Users say browser settings are being hijacked by malicious code hidden in free downloads

Google is bolstering its defenses against what it says is the number one complaint among Chrome users, the hijacking of browser settings by malicious code hidden in free downloads such as screensavers, games and video plugins.

[Security experts question if Google's Chrome Apps is worth the risk]

The company is enhancing the Chrome feature that enables users to reset their browser settings to their original defaults in order to remove all malicious plugins and apps. Besides providing the reset option, Google will also alert users when browser settings have been changed and provide the option of one-click reset.

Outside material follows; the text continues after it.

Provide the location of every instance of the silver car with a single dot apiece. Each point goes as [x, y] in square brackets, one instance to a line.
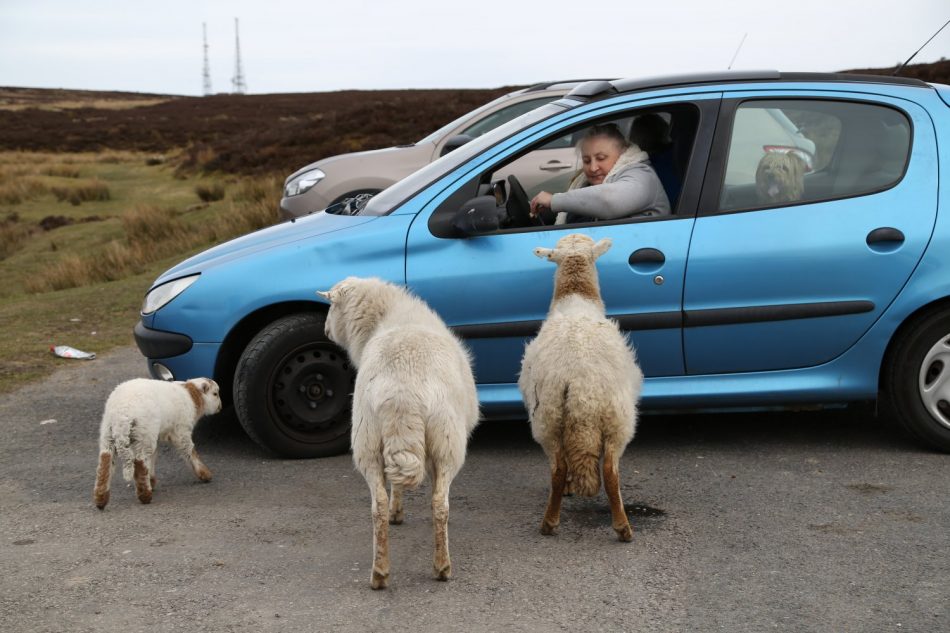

"Alerts about when a Chrome plug-in is trying to change browser settings are one important piece of a defense strategy against malware," Stephen Brunetto, director of product management at security vendor Trustwave, said.

Hackers will often try to change browser settings as part of a click-fraud scheme in which the new settings will direct users to search engine pages or a new homepage. The pages typically try to entice visitors to click on links that the attackers will profit from.

Linus Upson, vice president of engineering at Google, said in a blog post that the number of such click-fraud schemes is growing at an "alarming rate."

"Settings hijacking remains our number one user complaint," Upson said.

The alerts, which will appear at the bottom of the browser window, will only be available on Windows PCs. People who choose the reset option will have to go back and reactivate any extensions, apps and themes they had installed. This can be done by going to the Chrome menu and looking under "More tools [is greater than] Extensions."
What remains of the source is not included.